37. AİHM de Vilho Eskelinen ve diğerleri/Finlandiya (B. No: 63235/00, 19/4/2007, §§ 93-96) kararında, başka bir birime atanan polis memurlarına ek tazminat verilmemesi başvurusu yönünden mülkiyet hakkına konu olabilecek bir meşru beklentinin mevcut olmadığı gerekçesiyle ihlal olmadığına karar vermiştir. AİHM'in ayrımcılık yasağı kapsamında mülkiyet hakkının değerlendirildiği bir kamu kuruluşundan emekli olan başvurucunun yeniden çalışmaya başlaması nedeniyle yaşlılık aylığının kesilmesi hakkındaki Fabian/Macaristan (B. No: 78117/13, 15/12/2015, §§ 25-34) kararında ise özel ve kamu sektörlerinden emekli olanlar ile kamu sektöründen emekli olanların kendi aralarında, makul ve haklı bir sebep de bulunmadan farklı uygulama yapılarak kamu sektöründen emekli olan bazı kişilerin yaşlılık aylıklarından kesinti yapılması ayrımcılık yasağının ihlali olarak görülmüştür. Ancak başvuru konusu olayda başvurucunun özlük hakları bakımından bir kesintinin, dolayısıyla başvurucunun meşru beklentisine konu olabilecek aylığında bir azalmanın söz konusu olmadığı açıktır.
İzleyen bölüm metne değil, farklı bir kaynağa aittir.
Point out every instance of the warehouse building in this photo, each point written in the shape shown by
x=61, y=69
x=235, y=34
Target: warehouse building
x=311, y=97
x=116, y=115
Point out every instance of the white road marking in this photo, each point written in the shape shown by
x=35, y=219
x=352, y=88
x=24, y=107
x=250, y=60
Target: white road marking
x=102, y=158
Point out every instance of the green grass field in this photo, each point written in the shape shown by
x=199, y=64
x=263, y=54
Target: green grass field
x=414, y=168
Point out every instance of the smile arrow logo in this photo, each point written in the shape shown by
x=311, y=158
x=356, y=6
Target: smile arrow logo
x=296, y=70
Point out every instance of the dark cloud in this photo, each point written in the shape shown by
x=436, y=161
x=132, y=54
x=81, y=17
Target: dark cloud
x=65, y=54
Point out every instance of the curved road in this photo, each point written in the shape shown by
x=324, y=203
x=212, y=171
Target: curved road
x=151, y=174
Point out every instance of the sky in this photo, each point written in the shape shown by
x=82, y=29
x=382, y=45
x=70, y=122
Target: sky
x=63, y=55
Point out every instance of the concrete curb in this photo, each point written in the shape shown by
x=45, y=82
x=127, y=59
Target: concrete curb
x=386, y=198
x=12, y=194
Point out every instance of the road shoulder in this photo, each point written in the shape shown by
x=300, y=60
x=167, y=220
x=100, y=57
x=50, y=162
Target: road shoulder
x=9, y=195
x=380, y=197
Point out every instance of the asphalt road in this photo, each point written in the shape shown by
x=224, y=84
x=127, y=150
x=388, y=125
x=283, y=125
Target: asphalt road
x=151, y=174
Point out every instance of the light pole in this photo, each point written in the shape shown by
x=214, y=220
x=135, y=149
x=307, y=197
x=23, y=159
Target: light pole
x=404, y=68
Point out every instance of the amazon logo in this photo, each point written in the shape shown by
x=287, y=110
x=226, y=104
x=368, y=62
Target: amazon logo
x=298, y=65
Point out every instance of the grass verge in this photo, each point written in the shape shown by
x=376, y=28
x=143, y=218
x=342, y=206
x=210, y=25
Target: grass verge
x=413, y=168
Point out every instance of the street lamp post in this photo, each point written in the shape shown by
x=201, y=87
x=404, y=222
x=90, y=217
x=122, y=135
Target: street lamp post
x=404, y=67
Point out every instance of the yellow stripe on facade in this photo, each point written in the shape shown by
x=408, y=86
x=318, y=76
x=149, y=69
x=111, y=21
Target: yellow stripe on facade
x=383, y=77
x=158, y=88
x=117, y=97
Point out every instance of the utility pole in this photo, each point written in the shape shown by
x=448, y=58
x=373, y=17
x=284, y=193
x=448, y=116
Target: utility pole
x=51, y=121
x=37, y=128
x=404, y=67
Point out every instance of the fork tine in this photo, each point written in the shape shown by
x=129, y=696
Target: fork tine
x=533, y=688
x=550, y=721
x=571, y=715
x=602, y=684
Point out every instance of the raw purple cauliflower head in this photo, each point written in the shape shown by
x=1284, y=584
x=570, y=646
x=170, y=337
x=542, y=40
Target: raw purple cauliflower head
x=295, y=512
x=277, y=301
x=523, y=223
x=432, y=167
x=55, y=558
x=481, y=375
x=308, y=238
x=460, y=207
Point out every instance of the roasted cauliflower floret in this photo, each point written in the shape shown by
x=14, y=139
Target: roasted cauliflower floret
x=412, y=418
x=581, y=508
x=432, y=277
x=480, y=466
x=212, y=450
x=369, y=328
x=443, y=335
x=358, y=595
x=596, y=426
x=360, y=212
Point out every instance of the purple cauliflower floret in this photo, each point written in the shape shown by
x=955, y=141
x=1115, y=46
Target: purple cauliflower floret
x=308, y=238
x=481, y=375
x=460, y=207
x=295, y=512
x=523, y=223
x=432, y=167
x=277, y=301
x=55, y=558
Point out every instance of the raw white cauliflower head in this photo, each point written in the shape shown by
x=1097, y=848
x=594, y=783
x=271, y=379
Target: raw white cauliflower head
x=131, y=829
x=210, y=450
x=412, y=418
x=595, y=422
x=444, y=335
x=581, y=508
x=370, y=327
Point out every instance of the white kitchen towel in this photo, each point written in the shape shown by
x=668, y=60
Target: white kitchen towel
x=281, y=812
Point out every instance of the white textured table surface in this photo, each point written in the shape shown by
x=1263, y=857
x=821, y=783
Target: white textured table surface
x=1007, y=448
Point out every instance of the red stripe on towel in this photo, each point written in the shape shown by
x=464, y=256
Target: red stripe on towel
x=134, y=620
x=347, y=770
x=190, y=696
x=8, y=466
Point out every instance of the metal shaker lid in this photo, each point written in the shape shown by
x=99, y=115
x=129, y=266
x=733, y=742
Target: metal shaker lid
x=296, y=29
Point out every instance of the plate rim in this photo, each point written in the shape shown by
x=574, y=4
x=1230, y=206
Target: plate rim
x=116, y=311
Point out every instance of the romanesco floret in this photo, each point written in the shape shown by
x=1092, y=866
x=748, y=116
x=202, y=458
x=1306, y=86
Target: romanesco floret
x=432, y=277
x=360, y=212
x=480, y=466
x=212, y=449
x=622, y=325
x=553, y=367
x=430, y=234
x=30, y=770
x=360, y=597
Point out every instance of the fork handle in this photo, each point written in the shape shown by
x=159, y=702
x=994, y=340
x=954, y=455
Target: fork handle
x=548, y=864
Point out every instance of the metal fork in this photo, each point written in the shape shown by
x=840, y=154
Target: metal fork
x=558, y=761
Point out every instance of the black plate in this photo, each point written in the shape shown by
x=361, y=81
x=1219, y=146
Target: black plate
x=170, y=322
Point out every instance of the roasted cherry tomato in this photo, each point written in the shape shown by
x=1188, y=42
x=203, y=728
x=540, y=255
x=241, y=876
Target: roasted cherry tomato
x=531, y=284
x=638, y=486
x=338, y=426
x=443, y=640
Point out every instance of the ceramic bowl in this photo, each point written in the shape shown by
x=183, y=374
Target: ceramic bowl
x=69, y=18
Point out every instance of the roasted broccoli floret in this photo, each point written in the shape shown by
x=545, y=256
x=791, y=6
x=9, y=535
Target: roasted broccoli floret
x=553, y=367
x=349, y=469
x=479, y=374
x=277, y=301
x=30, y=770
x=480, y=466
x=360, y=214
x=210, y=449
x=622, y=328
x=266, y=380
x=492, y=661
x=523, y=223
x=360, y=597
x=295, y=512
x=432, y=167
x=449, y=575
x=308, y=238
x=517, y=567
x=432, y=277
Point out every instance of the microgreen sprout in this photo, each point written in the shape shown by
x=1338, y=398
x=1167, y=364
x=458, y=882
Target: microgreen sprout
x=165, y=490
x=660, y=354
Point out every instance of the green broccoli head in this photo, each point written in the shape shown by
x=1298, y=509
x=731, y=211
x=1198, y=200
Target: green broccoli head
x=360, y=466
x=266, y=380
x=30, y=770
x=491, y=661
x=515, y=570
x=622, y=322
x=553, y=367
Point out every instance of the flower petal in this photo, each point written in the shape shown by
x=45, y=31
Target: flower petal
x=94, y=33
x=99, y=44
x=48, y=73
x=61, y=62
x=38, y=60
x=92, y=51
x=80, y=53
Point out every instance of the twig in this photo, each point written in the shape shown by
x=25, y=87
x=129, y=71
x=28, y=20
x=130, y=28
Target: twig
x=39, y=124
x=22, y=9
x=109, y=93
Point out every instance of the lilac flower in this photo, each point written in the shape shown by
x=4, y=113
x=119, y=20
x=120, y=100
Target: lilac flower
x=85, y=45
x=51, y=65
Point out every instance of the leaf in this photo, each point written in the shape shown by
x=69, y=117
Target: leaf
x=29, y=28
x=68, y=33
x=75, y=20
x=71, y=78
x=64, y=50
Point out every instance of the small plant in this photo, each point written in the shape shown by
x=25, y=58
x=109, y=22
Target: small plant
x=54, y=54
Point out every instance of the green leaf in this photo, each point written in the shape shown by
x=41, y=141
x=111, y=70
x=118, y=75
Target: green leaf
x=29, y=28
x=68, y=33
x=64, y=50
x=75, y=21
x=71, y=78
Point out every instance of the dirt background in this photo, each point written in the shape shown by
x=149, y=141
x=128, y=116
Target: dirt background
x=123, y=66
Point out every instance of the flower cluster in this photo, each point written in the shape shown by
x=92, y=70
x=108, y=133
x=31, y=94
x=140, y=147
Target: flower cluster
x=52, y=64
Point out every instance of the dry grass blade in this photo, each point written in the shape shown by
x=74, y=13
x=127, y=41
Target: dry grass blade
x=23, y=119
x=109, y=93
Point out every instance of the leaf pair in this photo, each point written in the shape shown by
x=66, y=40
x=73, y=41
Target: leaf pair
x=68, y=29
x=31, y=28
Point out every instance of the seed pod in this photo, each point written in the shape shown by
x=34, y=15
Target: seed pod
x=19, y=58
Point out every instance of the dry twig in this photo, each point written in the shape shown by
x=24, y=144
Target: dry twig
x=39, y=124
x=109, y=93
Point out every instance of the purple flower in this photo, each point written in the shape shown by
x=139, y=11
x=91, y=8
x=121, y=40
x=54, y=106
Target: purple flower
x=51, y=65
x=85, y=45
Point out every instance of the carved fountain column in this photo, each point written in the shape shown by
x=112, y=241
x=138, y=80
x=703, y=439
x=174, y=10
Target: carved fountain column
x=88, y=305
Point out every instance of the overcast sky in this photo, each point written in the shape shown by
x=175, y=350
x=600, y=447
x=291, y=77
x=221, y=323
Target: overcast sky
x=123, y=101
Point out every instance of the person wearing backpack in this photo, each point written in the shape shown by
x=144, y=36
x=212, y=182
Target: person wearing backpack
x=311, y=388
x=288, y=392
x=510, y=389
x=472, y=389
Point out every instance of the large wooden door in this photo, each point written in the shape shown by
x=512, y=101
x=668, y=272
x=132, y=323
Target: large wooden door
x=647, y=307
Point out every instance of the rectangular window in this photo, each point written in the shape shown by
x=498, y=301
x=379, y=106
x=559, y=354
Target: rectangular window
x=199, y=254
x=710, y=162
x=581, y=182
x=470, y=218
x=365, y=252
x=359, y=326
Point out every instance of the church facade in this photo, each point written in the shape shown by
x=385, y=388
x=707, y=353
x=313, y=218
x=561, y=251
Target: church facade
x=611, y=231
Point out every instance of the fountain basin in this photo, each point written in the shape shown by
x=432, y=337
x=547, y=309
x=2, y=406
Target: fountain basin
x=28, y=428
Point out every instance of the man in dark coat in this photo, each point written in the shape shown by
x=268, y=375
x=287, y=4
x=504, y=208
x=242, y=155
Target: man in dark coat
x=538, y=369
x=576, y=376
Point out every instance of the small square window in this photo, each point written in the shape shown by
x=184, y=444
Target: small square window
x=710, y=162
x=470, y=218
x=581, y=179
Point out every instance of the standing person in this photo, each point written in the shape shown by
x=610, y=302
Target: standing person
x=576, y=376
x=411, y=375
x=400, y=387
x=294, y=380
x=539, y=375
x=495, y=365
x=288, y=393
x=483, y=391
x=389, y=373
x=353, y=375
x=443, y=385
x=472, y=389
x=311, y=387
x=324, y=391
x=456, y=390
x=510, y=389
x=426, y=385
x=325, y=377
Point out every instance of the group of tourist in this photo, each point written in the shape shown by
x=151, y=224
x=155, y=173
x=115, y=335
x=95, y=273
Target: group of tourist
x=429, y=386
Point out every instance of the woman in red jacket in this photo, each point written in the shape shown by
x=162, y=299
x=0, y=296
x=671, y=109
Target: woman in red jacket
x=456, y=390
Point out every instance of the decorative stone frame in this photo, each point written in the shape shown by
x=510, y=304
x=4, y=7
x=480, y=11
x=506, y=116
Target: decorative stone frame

Nitekim AİHM, mülkiyet hakkının ayrımcılık yasağı ile bağlantılı olarak incelenebilmesi için öncelikle Sözleşme'ye Ek 1 No.lu Protokol'ün 1. maddesi kapsamında korunmasıgereken bir mülkiyet hakkının mevcut olması gerektiğini belirtmektedir (Vilho Eskelinen ve diğerleri/Finlandiya, §§ 94, 95; Guberina/Hırvatistan, B. No: 23682/13, 22/3/2016, § 75).
38. Somut olayda ise başvurucunun sağlık hizmetleri tazminatından yararlanabileceği yönünde açık bir kanun hükmü bulunmadığı gibi başvurucu, iddiasını destekler yerleşik bir yargı içtihadı da ortaya koyamamıştır.
39. Bu durumda başvuru konusu olayda başvurucunun 926 sayılı Kanun'un ek 17. maddesine5947 sayılı Kanun'un 12. maddesi ile eklenen (Ç) fıkrası hükümlerine göre sağlık hizmetleri tazminatı ödemesinden yararlanması yönündeki talebinin yürürlükteki kanun hükümleri veya konuyla ilgili yargı içtihatları tarafından desteklenmediği ve mülkiyet hakkı kapsamında meşru beklenti olarak nitelendirmeye yetecek somutlukta olmadığı anlaşılmış; dolayısıyla başvurucunun, Anayasa'nın 35. maddesinde düzenlenen mülkiyet hakkına ilişkin korumadan yararlandırılmasının mümkün olmadığı sonucuna ulaşılmıştır.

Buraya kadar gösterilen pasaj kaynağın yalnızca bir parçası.